Conforme o resumo de sentença, o caso ocorreu dia 21 de março de 2020, por volta das 15h50, no bairro Limoeiro. O acusado teve uma discussão com a vítima Fernanda, sua companheira à época, agredindo-a fisicamente com um “mata-leão”, e sufocamento. Além disso, teria lhe proferido ameaças de morte.

As agressões e ameaças teriam ocorrido na presença do filho do casal, que começou a gritar por socorro, assim como Fernanda. Os gritos da criança e da vítima foram ouvidos pelo vizinho Alan, o qual foi até a residência e logrou êxito em imobilizar Ricardo. A polícia militar foi acionada, sendo todos conduzidos à Delegacia de Polícia. 
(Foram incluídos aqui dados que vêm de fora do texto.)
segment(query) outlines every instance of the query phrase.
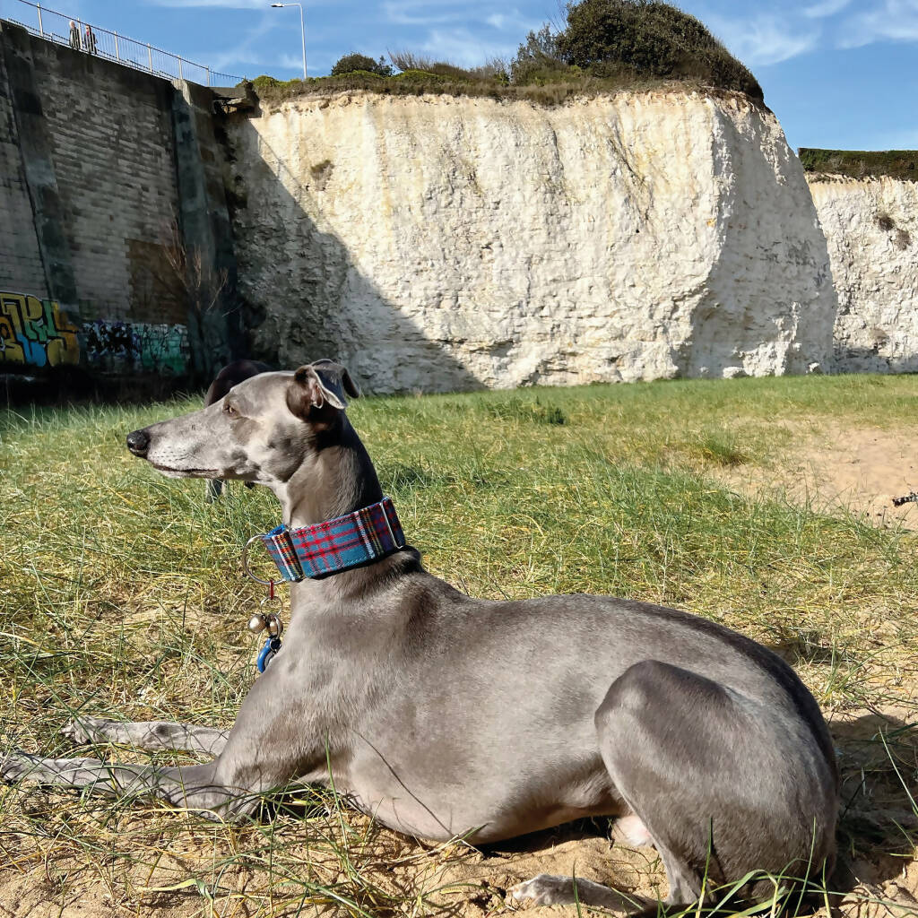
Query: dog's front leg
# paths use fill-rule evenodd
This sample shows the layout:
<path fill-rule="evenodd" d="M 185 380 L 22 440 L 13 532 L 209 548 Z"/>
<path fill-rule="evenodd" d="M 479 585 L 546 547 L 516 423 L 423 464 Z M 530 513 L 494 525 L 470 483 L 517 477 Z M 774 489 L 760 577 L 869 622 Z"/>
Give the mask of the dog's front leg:
<path fill-rule="evenodd" d="M 106 797 L 158 797 L 222 819 L 244 816 L 264 791 L 297 773 L 296 744 L 289 736 L 282 740 L 274 726 L 289 720 L 284 717 L 283 693 L 272 685 L 278 677 L 269 670 L 255 682 L 230 736 L 219 738 L 224 743 L 219 755 L 206 765 L 119 765 L 17 752 L 0 759 L 0 778 L 85 789 Z"/>
<path fill-rule="evenodd" d="M 88 789 L 106 797 L 158 797 L 206 816 L 235 819 L 251 812 L 265 788 L 223 783 L 218 763 L 162 767 L 118 765 L 95 758 L 42 758 L 15 753 L 0 762 L 0 777 L 15 782 Z"/>
<path fill-rule="evenodd" d="M 138 749 L 172 749 L 218 756 L 227 744 L 229 730 L 171 721 L 107 721 L 83 715 L 61 733 L 74 743 L 119 743 Z"/>

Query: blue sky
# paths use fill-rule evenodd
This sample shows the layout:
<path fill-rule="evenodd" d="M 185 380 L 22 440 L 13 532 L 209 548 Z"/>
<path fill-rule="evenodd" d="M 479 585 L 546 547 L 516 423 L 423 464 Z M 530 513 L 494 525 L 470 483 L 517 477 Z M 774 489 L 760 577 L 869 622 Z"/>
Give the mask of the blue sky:
<path fill-rule="evenodd" d="M 474 65 L 512 55 L 559 0 L 305 0 L 310 75 L 408 49 Z M 744 61 L 793 147 L 918 148 L 918 0 L 683 0 Z M 302 73 L 296 7 L 269 0 L 50 0 L 49 6 L 215 70 Z M 0 0 L 0 16 L 35 11 Z"/>

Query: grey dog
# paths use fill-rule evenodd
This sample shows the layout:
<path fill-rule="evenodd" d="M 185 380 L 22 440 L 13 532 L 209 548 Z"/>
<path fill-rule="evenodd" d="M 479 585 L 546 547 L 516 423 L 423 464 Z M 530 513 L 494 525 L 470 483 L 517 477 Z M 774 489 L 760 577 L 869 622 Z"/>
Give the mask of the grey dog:
<path fill-rule="evenodd" d="M 331 362 L 262 374 L 204 410 L 134 431 L 128 445 L 172 477 L 263 485 L 284 521 L 305 526 L 383 496 L 348 396 L 357 389 Z M 386 826 L 474 843 L 616 816 L 632 843 L 656 847 L 674 906 L 750 871 L 814 878 L 834 860 L 830 735 L 777 655 L 642 602 L 471 599 L 428 574 L 410 546 L 292 587 L 284 647 L 229 733 L 95 718 L 65 733 L 215 758 L 166 767 L 17 753 L 3 775 L 234 818 L 271 788 L 330 774 Z M 746 885 L 753 897 L 770 889 Z M 511 892 L 569 902 L 575 884 L 542 875 Z M 624 901 L 584 880 L 576 892 Z"/>

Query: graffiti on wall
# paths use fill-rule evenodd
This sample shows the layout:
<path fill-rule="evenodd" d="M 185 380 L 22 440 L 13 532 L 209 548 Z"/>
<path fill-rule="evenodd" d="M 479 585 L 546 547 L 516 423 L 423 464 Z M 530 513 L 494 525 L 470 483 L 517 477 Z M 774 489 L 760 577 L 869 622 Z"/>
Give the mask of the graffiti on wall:
<path fill-rule="evenodd" d="M 184 325 L 98 319 L 74 325 L 53 300 L 0 291 L 0 369 L 83 364 L 103 373 L 181 375 L 190 353 Z"/>
<path fill-rule="evenodd" d="M 0 291 L 0 365 L 78 364 L 77 334 L 53 300 Z"/>
<path fill-rule="evenodd" d="M 180 375 L 188 365 L 188 330 L 147 322 L 84 322 L 86 363 L 106 372 L 142 370 Z"/>

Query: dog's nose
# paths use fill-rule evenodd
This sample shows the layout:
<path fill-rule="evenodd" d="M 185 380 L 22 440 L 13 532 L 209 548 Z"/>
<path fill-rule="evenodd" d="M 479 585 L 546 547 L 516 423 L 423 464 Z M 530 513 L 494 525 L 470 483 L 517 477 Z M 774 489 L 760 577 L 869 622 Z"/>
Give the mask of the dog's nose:
<path fill-rule="evenodd" d="M 128 449 L 142 459 L 150 449 L 150 434 L 146 431 L 131 431 L 128 434 Z"/>

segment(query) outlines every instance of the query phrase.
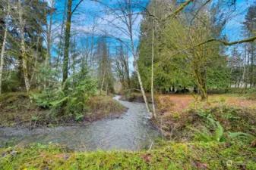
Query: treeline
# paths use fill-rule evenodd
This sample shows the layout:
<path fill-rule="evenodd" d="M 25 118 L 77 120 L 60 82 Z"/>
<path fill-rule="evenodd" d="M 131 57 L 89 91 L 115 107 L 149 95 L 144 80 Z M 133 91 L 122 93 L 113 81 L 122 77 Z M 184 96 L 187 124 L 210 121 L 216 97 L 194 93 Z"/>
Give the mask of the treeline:
<path fill-rule="evenodd" d="M 202 4 L 193 2 L 169 20 L 164 18 L 179 4 L 152 0 L 148 5 L 150 15 L 143 18 L 138 47 L 147 91 L 151 91 L 152 70 L 153 90 L 162 93 L 198 89 L 204 99 L 210 89 L 255 88 L 255 42 L 229 47 L 223 37 L 230 19 L 220 9 L 232 5 Z M 248 8 L 243 29 L 238 32 L 242 39 L 255 36 L 255 5 Z"/>

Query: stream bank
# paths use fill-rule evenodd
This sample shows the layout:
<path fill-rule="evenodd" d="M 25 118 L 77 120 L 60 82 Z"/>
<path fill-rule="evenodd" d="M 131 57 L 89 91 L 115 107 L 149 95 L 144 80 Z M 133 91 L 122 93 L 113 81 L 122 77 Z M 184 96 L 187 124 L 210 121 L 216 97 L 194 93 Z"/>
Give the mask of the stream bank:
<path fill-rule="evenodd" d="M 65 144 L 77 150 L 147 149 L 153 141 L 162 138 L 151 125 L 144 104 L 115 100 L 128 108 L 119 119 L 103 119 L 85 126 L 28 128 L 1 128 L 0 142 L 15 144 Z"/>

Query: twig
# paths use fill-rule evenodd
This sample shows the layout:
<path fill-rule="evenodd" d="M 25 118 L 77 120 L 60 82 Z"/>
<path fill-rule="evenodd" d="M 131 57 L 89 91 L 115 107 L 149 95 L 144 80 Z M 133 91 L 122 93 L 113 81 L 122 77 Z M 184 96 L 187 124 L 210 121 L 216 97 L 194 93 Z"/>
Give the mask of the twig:
<path fill-rule="evenodd" d="M 148 150 L 150 150 L 152 149 L 153 144 L 153 141 L 152 141 L 152 143 L 151 143 L 151 144 L 150 144 L 150 149 L 149 149 Z"/>

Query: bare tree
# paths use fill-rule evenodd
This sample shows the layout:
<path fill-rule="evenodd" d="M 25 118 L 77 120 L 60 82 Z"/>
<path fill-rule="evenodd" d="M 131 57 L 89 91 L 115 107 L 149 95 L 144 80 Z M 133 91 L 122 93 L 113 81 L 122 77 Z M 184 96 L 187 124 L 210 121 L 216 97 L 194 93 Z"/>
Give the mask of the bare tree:
<path fill-rule="evenodd" d="M 2 93 L 2 77 L 3 73 L 3 66 L 4 66 L 4 57 L 5 53 L 5 45 L 7 42 L 7 34 L 8 30 L 8 19 L 10 16 L 10 2 L 9 0 L 7 1 L 7 14 L 5 16 L 5 33 L 4 33 L 4 41 L 2 45 L 1 50 L 1 56 L 0 56 L 0 94 Z"/>

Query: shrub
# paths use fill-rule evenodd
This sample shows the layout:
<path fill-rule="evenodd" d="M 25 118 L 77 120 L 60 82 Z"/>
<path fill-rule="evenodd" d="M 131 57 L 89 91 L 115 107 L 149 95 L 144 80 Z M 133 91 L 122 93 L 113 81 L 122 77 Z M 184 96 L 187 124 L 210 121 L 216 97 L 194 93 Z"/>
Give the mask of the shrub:
<path fill-rule="evenodd" d="M 80 120 L 87 109 L 87 102 L 96 93 L 96 84 L 84 70 L 69 77 L 60 87 L 45 89 L 32 94 L 30 99 L 37 106 L 52 109 L 58 114 L 68 114 Z"/>

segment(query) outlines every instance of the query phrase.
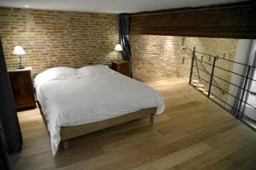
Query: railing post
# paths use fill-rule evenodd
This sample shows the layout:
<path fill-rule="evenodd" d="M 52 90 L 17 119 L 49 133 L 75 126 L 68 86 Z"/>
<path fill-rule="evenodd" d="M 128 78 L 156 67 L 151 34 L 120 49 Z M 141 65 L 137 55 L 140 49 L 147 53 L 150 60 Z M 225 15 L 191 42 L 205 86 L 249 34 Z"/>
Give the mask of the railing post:
<path fill-rule="evenodd" d="M 241 117 L 241 105 L 242 105 L 242 101 L 243 101 L 243 98 L 244 98 L 244 95 L 245 95 L 245 92 L 246 92 L 246 88 L 247 88 L 247 82 L 248 82 L 248 79 L 249 79 L 249 76 L 250 76 L 250 72 L 251 72 L 251 65 L 248 65 L 248 69 L 247 71 L 247 74 L 246 74 L 246 77 L 245 77 L 245 81 L 244 81 L 244 84 L 243 84 L 243 87 L 242 87 L 242 92 L 241 92 L 241 100 L 240 103 L 239 103 L 239 105 L 238 105 L 238 113 L 236 114 L 236 117 L 237 118 L 240 118 Z"/>
<path fill-rule="evenodd" d="M 213 57 L 213 64 L 212 64 L 211 80 L 210 80 L 209 90 L 208 90 L 208 95 L 207 95 L 208 98 L 210 98 L 210 95 L 211 95 L 211 89 L 212 89 L 212 79 L 213 79 L 213 74 L 214 74 L 214 69 L 215 69 L 215 63 L 216 63 L 216 57 Z"/>
<path fill-rule="evenodd" d="M 195 48 L 194 48 L 193 52 L 192 52 L 191 68 L 190 68 L 190 76 L 189 76 L 189 84 L 191 84 L 191 81 L 192 81 L 192 74 L 193 74 L 195 54 Z"/>

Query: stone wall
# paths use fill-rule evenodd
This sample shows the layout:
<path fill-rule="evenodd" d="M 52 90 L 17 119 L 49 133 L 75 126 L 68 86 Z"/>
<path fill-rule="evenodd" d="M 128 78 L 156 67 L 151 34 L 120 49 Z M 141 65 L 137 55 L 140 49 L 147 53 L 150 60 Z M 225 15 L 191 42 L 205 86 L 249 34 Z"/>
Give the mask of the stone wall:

No entanto, ao ser alocado na sala de espera da Delegacia de Polícia, o acusado logrou êxito em abrir a algemas e se evadiu do local, retornando ao condomínio em que residia com a vítima. Ao chegar no condomínio, Ricardo foi em direção ao vizinho Alan, armado com uma faca que pegou no caminho para casa, e desferiu duas facadas contra este, acertando-o no abdome e nas costas, impedido de continuar pelos gritos dos vizinhos e da esposa de Alan, os quais acionaram o Corpo de Bombeiros que compareceu no local e conduziu a vítima Hospital Azambuja para atendimento eficiente, que evitou sua morte.
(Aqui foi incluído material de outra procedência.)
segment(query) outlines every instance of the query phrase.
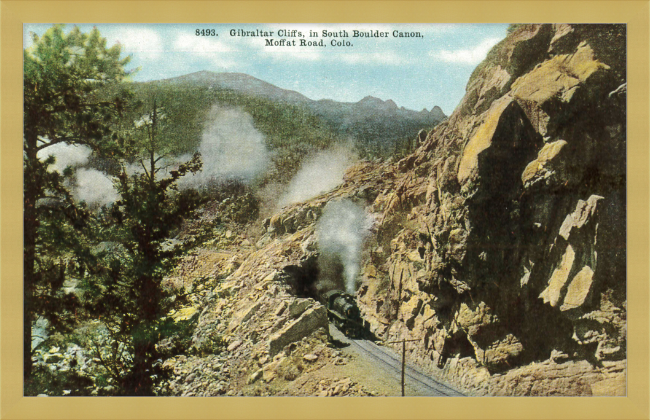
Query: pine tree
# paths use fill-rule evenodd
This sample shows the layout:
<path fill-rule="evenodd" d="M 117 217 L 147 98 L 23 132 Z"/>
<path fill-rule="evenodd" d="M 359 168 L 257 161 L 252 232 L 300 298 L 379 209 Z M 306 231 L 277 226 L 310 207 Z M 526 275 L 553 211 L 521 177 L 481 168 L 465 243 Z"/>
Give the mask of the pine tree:
<path fill-rule="evenodd" d="M 36 293 L 60 287 L 65 276 L 64 262 L 52 258 L 52 250 L 58 246 L 60 251 L 64 243 L 48 243 L 52 235 L 48 238 L 47 228 L 57 228 L 58 218 L 81 230 L 87 217 L 71 200 L 63 175 L 48 172 L 52 158 L 41 160 L 38 154 L 60 143 L 85 144 L 108 154 L 117 150 L 111 128 L 124 106 L 124 95 L 106 100 L 97 93 L 122 82 L 129 62 L 129 57 L 120 57 L 119 45 L 106 47 L 97 29 L 88 34 L 77 27 L 68 34 L 63 29 L 55 25 L 40 38 L 33 35 L 34 45 L 23 54 L 25 379 L 32 372 L 31 327 L 39 306 Z"/>
<path fill-rule="evenodd" d="M 126 255 L 113 260 L 99 279 L 101 290 L 91 309 L 102 315 L 116 341 L 128 343 L 132 351 L 132 366 L 119 378 L 126 395 L 152 395 L 152 376 L 160 374 L 154 364 L 161 320 L 178 303 L 162 281 L 182 252 L 169 239 L 192 210 L 177 182 L 201 168 L 198 154 L 174 163 L 165 153 L 169 145 L 161 141 L 162 117 L 154 100 L 151 111 L 137 121 L 135 135 L 125 142 L 130 162 L 123 162 L 118 176 L 121 199 L 110 215 L 110 237 Z"/>

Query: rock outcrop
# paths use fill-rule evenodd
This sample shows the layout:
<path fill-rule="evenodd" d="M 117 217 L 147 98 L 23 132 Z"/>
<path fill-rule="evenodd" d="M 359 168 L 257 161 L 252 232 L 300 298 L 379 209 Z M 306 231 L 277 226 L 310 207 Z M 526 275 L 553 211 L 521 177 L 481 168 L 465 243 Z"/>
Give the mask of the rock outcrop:
<path fill-rule="evenodd" d="M 221 337 L 230 387 L 298 377 L 292 348 L 311 363 L 325 340 L 315 226 L 347 199 L 372 222 L 362 316 L 414 339 L 411 362 L 473 395 L 624 395 L 625 63 L 624 25 L 511 27 L 413 154 L 355 165 L 214 255 L 197 346 Z"/>
<path fill-rule="evenodd" d="M 420 339 L 412 357 L 470 391 L 625 392 L 625 61 L 620 25 L 518 25 L 494 47 L 369 207 L 378 336 Z"/>

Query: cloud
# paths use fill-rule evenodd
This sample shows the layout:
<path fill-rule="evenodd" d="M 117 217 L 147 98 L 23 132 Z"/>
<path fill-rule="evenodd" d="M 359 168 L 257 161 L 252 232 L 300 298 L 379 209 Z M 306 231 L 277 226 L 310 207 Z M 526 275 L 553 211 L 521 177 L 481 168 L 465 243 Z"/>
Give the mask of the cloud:
<path fill-rule="evenodd" d="M 162 37 L 154 29 L 127 26 L 111 38 L 110 41 L 119 42 L 127 53 L 137 53 L 145 59 L 157 59 L 165 52 Z"/>
<path fill-rule="evenodd" d="M 240 110 L 214 105 L 201 136 L 199 152 L 203 169 L 179 180 L 183 188 L 194 188 L 223 179 L 250 181 L 266 170 L 269 153 L 264 135 L 253 117 Z"/>
<path fill-rule="evenodd" d="M 92 149 L 88 146 L 61 142 L 39 150 L 36 157 L 45 160 L 48 156 L 54 156 L 55 161 L 49 165 L 48 170 L 63 172 L 68 166 L 84 165 L 91 153 Z"/>
<path fill-rule="evenodd" d="M 112 179 L 96 169 L 79 169 L 76 181 L 73 194 L 77 201 L 105 206 L 119 198 Z"/>
<path fill-rule="evenodd" d="M 356 156 L 342 146 L 321 151 L 307 159 L 291 180 L 289 190 L 280 199 L 279 206 L 308 200 L 340 185 L 345 170 L 355 159 Z"/>
<path fill-rule="evenodd" d="M 480 63 L 490 49 L 495 46 L 500 38 L 488 38 L 475 46 L 474 48 L 463 50 L 439 50 L 431 51 L 430 56 L 444 61 L 445 63 L 459 63 L 459 64 L 478 64 Z"/>
<path fill-rule="evenodd" d="M 208 37 L 180 34 L 174 42 L 174 51 L 189 52 L 201 57 L 210 57 L 216 53 L 230 52 L 234 49 L 222 41 Z"/>
<path fill-rule="evenodd" d="M 197 37 L 192 34 L 179 33 L 172 45 L 172 52 L 189 53 L 199 58 L 210 59 L 217 67 L 232 68 L 239 64 L 238 60 L 231 58 L 232 53 L 238 48 L 226 42 L 208 37 Z"/>
<path fill-rule="evenodd" d="M 384 64 L 398 66 L 406 63 L 412 63 L 406 56 L 400 56 L 395 51 L 383 51 L 376 53 L 352 53 L 342 54 L 336 57 L 337 60 L 348 64 Z"/>

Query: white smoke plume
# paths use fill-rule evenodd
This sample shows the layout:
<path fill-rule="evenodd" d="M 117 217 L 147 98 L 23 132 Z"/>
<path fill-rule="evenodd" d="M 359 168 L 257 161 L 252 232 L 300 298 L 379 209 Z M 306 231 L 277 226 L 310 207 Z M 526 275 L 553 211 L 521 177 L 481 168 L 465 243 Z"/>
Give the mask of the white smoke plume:
<path fill-rule="evenodd" d="M 363 208 L 350 200 L 330 201 L 325 205 L 316 226 L 322 281 L 336 284 L 337 277 L 342 277 L 346 292 L 355 293 L 369 224 Z"/>
<path fill-rule="evenodd" d="M 88 205 L 105 206 L 118 200 L 112 179 L 104 172 L 96 169 L 77 170 L 76 185 L 73 195 L 77 201 L 85 201 Z"/>
<path fill-rule="evenodd" d="M 183 188 L 196 188 L 211 181 L 239 179 L 251 181 L 269 162 L 264 135 L 253 124 L 253 117 L 239 109 L 217 105 L 210 110 L 199 152 L 203 169 L 179 180 Z"/>
<path fill-rule="evenodd" d="M 91 154 L 92 149 L 88 146 L 62 142 L 39 150 L 36 156 L 41 160 L 54 156 L 55 161 L 48 166 L 48 171 L 62 173 L 68 166 L 77 168 L 87 164 Z M 74 182 L 66 182 L 66 185 L 72 190 L 75 200 L 85 201 L 88 205 L 107 205 L 119 198 L 112 178 L 95 169 L 77 169 Z"/>
<path fill-rule="evenodd" d="M 279 207 L 308 200 L 343 183 L 345 170 L 356 156 L 345 147 L 324 150 L 307 159 L 289 183 Z"/>
<path fill-rule="evenodd" d="M 36 157 L 45 160 L 49 156 L 54 156 L 55 161 L 48 166 L 48 170 L 63 172 L 68 166 L 85 165 L 91 154 L 92 149 L 88 146 L 62 142 L 39 150 Z"/>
Sentença — O conselho de sentença declarou absolvido o acusado Ricardo pelo crime capitulado no artigo 232, da Lei 8.069/90 e, condenado às penas de nove (9) anos e quatro (4) meses de reclusão, em regime inicial fechado, e quatro (4) meses e cinco (5) dias de detenção, em regime inicial aberto, pela prática dos crimes previstos no Código Penal.​

Foi negado ao acusado o direito de recorrer em liberdade.